D’Annunzio a Marinetti: “Cretino fosforescente”.
Marinetti a D’Annunzio: “Idiota con lampi di imbecillità”.

Saba su D’Annunzio: “Che grande poeta minore sarebbe stato, solo se avesse avuto il senso dei suoi limiti”.

Twain su Austen, in punta di fioretto: “Ogni volta che leggo Orgoglio e pregiudizio mi viene voglia di dissotterrare Jane Austen e colpirle il cranio utilizzando la sua tibia … è un vero peccato che le abbiano permesso di morire di morte naturale”.

Ungaretti su Montale, lapidario: “una merda!” ma riesce anche a usare più fantasia con “un pidocchio che mastica le sue caccole”.

Bernhard su Heidegger: “Ridicolo filisteo nazista con calzoni alla zuava, ciarlatano, ruminante, imbecille delle Prealpi”.

Woolf su Joyce: “[L’Ulisse] Per me è un libro ignorante, plebeo; il libro di un operaio autodidatta, e sappiamo tutti quanto sono disperanti, quanto egocentrici, assillanti, rozzi, declamatori e in sommo grado nauseanti”.

Céline su Proust: “Sì, sarà anche bravo ma vorrà ammettere che scrivere 300 pagine per dire che lo vuoi prendere nel culo sono un pochino troppe”.

Canetti su Eliot: “Un libertino del nulla, un galoppino di Hegel, uno stupratore di Dante – in quale girone dell’inferno lo avrebbe rinchiuso quest’ultimo? – labbra sottili, cuore gelido, precocemente invecchiato, indegno di Blake, così come di Goethe e di qualsiasi eruzione lavica, già freddo prima ancora di essere caldo”.

Pasolini su Gian Luigi Rondi: “Sei così ipocrita / che come l’ipocrisia ti avrà ucciso / sarai all’inferno / e ti crederai in paradiso”. Pasolini pestava duro nei suoi epigrammi. Ne aveva per chiunque, dai critici letterari cattolici al papa e ad altri scrittori (ne aveva uno a testa anche per i Novissimi) ma questo epigramma, contenuto ne La religione del mio tempo, supera tutti – per efficacia e fantasia – dal mio punto di vista. Per gli altri, rimando alla sezione Epigrammi, del libro sopra citato.

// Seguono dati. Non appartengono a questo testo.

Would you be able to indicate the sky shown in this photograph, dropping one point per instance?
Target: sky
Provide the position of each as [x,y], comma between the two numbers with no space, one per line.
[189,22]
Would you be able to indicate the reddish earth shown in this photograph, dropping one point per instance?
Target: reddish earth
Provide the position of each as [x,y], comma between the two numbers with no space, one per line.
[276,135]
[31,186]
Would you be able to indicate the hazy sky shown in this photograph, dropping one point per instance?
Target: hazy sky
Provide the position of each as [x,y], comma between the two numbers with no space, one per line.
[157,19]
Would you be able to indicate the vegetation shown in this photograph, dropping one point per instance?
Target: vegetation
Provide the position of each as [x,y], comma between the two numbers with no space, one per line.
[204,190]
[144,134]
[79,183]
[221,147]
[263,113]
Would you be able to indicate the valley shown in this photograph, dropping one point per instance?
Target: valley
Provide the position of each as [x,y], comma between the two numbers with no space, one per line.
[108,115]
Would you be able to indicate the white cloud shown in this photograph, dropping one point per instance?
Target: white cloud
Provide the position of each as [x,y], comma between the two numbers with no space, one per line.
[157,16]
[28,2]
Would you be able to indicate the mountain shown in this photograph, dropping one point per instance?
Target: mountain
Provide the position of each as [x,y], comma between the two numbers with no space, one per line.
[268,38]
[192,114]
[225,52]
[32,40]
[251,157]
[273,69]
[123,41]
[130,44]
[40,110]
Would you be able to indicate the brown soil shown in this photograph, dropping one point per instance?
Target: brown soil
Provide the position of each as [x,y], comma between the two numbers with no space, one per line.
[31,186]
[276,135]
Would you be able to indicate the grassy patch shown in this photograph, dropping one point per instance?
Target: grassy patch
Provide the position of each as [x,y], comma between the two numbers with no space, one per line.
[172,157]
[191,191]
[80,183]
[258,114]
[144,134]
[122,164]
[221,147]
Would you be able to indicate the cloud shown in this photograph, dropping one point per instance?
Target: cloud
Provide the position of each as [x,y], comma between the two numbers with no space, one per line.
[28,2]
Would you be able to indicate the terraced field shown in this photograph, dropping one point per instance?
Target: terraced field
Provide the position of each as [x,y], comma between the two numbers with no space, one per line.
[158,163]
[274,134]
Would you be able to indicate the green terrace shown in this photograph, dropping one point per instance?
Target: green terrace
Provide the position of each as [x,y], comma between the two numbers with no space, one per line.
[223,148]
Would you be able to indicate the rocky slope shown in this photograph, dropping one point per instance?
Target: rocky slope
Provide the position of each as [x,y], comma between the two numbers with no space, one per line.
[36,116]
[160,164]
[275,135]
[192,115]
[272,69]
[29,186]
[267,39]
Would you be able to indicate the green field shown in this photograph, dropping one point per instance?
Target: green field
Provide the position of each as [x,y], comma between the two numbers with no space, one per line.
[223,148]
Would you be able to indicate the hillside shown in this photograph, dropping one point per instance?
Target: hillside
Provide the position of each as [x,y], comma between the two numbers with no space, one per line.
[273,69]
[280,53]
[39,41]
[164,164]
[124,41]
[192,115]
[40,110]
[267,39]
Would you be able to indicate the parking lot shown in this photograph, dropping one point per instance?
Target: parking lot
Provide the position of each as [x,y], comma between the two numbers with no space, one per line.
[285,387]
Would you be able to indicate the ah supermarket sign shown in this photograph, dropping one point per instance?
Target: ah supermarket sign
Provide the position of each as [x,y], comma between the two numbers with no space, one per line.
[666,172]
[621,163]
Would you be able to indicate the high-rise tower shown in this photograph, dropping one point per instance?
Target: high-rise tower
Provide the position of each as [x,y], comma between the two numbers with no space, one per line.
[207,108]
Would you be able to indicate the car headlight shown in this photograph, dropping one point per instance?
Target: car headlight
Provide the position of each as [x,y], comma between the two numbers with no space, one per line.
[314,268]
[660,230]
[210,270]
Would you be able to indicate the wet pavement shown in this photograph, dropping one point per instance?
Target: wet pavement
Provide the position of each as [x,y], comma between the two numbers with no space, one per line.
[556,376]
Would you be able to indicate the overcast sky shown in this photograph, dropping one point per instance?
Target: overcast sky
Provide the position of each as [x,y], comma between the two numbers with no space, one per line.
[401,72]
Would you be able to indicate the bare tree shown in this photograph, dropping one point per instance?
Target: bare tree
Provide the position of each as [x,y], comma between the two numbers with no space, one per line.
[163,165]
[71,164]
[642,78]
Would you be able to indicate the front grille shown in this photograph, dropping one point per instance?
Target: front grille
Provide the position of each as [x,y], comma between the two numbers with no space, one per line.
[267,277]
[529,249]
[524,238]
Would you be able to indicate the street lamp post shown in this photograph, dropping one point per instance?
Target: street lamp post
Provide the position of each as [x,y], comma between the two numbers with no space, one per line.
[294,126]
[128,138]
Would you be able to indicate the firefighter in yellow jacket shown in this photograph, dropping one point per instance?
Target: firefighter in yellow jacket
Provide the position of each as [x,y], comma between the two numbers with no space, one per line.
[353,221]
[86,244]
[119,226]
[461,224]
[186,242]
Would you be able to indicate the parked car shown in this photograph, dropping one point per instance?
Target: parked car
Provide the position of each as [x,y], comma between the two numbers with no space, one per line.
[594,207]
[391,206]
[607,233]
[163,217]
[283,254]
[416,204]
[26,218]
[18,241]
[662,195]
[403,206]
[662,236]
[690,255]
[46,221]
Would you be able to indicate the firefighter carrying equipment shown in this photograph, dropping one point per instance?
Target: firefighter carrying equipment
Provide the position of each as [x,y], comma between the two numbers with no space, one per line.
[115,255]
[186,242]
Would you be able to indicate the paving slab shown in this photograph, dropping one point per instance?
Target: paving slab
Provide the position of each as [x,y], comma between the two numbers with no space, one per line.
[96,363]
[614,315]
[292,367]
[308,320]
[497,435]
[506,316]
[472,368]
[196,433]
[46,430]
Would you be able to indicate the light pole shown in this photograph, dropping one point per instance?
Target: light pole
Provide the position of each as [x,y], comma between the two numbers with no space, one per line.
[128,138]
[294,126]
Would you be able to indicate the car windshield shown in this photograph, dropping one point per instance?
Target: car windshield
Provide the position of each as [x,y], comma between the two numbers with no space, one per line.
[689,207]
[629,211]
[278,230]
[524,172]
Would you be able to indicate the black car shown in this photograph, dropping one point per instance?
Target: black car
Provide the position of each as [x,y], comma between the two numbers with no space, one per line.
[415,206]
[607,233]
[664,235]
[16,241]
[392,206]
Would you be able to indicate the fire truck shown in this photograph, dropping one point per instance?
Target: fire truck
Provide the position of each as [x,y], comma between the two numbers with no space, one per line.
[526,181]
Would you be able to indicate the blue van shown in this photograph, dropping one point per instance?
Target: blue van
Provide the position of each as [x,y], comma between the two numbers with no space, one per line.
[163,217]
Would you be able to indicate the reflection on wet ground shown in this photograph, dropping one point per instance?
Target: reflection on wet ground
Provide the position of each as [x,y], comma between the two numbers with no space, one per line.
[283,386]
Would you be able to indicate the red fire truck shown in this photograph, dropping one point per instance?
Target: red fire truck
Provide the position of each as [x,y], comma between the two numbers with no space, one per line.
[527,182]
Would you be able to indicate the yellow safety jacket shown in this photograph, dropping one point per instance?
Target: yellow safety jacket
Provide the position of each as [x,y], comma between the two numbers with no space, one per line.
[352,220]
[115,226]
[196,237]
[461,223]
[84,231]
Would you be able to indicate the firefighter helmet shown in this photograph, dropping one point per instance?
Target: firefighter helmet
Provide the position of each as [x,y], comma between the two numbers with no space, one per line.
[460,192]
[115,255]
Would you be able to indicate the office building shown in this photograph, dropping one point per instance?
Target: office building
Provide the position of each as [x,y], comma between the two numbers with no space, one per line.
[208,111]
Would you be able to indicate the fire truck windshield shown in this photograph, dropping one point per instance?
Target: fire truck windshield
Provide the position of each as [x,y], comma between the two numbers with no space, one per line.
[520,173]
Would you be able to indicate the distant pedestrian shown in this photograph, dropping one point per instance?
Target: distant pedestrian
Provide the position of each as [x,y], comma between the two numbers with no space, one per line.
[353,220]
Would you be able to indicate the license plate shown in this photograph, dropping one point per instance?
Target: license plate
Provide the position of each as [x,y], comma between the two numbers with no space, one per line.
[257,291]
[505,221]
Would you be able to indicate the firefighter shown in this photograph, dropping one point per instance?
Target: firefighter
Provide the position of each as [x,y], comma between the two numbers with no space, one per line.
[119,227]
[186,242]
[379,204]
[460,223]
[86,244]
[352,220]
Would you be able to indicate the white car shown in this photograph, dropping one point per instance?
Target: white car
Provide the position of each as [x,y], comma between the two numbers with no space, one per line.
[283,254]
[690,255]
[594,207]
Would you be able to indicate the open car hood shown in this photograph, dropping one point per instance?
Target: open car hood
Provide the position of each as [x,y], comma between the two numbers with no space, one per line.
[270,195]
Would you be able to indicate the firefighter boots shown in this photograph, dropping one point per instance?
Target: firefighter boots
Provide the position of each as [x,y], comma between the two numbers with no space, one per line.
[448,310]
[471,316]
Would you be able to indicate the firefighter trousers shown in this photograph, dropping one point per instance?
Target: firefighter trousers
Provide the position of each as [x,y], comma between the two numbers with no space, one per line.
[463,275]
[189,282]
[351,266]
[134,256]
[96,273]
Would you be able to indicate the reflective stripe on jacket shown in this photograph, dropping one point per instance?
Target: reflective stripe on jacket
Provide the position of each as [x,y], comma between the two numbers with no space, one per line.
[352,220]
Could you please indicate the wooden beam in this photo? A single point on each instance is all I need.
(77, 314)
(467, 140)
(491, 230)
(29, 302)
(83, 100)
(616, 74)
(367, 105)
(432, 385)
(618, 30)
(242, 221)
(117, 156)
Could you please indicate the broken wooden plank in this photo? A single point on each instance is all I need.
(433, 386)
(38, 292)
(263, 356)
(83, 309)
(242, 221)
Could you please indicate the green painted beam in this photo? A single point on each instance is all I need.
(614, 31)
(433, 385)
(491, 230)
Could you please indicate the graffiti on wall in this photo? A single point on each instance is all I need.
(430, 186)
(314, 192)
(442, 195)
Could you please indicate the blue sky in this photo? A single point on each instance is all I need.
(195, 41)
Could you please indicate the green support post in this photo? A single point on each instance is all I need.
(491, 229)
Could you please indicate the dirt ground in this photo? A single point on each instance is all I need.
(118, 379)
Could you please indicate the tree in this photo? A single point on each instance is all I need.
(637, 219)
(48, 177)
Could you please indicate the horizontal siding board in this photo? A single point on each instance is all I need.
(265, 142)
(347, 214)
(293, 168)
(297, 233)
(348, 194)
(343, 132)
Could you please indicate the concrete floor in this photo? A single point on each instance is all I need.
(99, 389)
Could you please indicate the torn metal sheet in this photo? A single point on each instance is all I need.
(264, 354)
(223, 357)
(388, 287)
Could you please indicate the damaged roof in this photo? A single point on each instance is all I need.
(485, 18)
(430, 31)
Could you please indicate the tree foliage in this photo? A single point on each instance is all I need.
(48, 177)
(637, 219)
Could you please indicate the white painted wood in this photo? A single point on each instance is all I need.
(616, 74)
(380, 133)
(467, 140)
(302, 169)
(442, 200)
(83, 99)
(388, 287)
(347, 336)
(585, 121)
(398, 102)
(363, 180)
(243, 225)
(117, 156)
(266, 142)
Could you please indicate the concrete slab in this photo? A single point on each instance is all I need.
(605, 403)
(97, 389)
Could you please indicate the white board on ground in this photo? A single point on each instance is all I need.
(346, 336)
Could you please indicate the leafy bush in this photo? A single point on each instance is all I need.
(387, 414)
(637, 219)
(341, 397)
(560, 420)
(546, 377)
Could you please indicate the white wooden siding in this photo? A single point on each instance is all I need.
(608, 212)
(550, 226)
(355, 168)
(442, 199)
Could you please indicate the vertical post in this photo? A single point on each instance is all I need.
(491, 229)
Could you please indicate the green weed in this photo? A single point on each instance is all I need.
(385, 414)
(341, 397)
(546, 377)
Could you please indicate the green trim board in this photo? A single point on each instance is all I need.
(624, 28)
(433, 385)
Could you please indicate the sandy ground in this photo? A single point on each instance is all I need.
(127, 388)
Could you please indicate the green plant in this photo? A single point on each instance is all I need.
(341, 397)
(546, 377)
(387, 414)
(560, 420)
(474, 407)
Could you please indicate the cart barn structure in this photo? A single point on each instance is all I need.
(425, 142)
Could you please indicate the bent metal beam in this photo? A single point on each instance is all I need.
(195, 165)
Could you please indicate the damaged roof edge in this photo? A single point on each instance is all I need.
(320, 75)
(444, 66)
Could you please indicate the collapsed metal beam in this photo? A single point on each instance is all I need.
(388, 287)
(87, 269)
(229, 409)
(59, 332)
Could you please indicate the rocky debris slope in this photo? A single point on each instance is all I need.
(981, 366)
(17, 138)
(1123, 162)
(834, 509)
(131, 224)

Schopenhauer su Hegel, tra le tante: “Testa di legno gonfio di birra”.

Vidal a Capote: “Casalinga del Kansas”.

Stevenson a Whitman: “Cane sciatto”.

Wells a Shaw: “Bambino idiota”.

Faulkner su Hemingway: “Non è mai stato noto per aver usato una parola che avrebbe portato il suo lettore a cercarla nel dizionario”.

Wallace su Ellis: “[American Psycho] compendio performativo sui problemi sociali di fine anni Ottanta, ma nulla di più”.

Ellis su Wallace: “Il più sopravvalutato tra gli scrittori della nostra generazione”.